Abstract: The objective of this project is to study the prediction and characterization of multifunctional proteins. The project aims to provide biologists a service of protein functional annotations that achieves both correctness and completeness. In the recent study, we have successfully employed the statistical models to improve the efficiency of the traditional hierarchical clustering algorithms for protein family analysis. The proposed statistical model based algorithm also provides users a summarized hierarchy that the size of which is much smaller than the original binary tree generated by the traditional hierarchical clustering algorithms. In this project, we next investigate the possibility of using this information in predicting multifunctional proteins.
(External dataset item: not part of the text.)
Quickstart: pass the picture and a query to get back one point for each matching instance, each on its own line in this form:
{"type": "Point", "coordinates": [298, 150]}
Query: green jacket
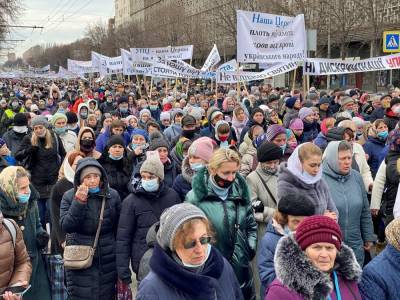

There are still some challenges for protein functional annotations. The challenges come from two respects: the twilight zone of homology and the multifunctional proteins. The noisy relationships inherent in the twilight zone of homology result in many false predictions when only similarity scores are employed during analysis. Other the other hand, the existing of multifunctional proteins increases the complexity of the annotating procedure. Multifunctional proteins share many properties on sequences with multi-domain proteins. This causes the prediction even more difficult. In this project, we will continue our recent study in designing a robust clustering algorithm based on statistical models. We employ the proposed statistical test to identify the so called homogeneous homology protein clusters and next use this information for identifying multifunctional proteins based on the property of homogeneity. The predictions of multifunctional proteins are next fed back to the clustering hierarchy in order to provide correct and completed functional annotations.
The duration of this project is one year. In the first half of the year, we plan to develop a robust predicting procedure for multifunctional proteins and simultaneously characterize the sequences of multifunctional proteins. In the remaining half of the year, the results of prediction are integrated with the generated protein hierarchy to provide a web service for biologists in automated functional annotations.